Been doing a lot of research and a little action on bolting / re-bolting lately. Determined that stainless Rawl/Powers bolts were the way to go. I couldn't believe how hard these things were to find in stainless. Seems everybody is going carbon steel. Living in San Diego, you wouldn't think that this would be a problem, but on a recent hanger replacement trip I saw a nice fat 1/2" carbon steel Rawl bolt with 6 years on it was starting to rust superficially in its hole. Looked fine on top though. Be wary. I'd give it a 30? year lifespan.

Rusty Underworld (Mission Gorge) Bolt.  6 years ne...
Rusty Underworld (Mission Gorge) Bolt. 6 years new carbon steel 1/2" Rawl/Powers bolt.

6 year old Rawl carbon steel 1/2 incher

Not sure how much the fat guys cost but would think your money is better spent on stainless than big. Especially in this bulletproof granite. If you're affixing permanent anchors to the rock, you have the responsibility to do it right.

As a note I tried out some wedge bolts. They are harder to replace later on and there are some 10mm wedge bolts being sold as 3/8 that myself and a few I spoke with have got stuck in the smaller 3/8 hole before they made it all the way in. Something to do with a mix up when they were being imported (spoke with distributor and they were aware of this). Nice that the Powers bolts are individually labeled.

Old school Mission Gorge bolts.
Old school Mission Gorge bolts.

30 year old (or less) carbon steel wedge bolts (removed with force with crow bar). FA of this route - 70s, one hanger has 89 stamped on it, hard to read or know what this means.

What do other people think about using carbon steel bolts?

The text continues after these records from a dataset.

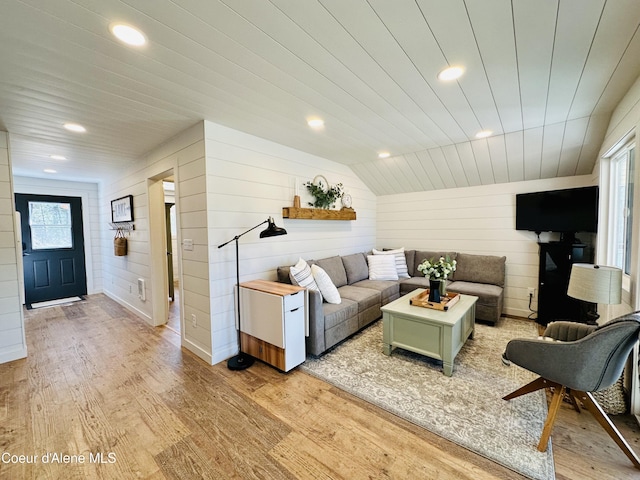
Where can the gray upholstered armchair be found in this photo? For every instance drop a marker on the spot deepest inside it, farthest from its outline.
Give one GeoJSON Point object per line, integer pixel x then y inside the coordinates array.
{"type": "Point", "coordinates": [585, 359]}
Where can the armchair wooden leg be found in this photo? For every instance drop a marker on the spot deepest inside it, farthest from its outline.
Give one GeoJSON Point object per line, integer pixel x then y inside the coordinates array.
{"type": "Point", "coordinates": [554, 406]}
{"type": "Point", "coordinates": [537, 384]}
{"type": "Point", "coordinates": [596, 410]}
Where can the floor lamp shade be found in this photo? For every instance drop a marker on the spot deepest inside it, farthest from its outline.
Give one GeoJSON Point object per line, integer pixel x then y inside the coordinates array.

I won't be using them but a lot of people are.
mschlocker
From San Diego, CA
Joined Apr 2, 2006
3,380 points
Mar 5, 2007
Stabby
A matter of semantics, but important none the less..
Rawls come zinc-plated standard, not raw carbon steel;
carbon steel is literally grey/black and no one in their right mind would install those outside. The zinc plating on the bolt gives the illusion its an an all-weather unit. The threads on a standard Rawl are rusty within a year, the corrosion then grows over time.

Stainless Rawls are available, but usually on a special order basis; and cost quite a bit more. And they aren't neccessarily fail-safe either, read up on what Sam Lightner is doing in Thailand.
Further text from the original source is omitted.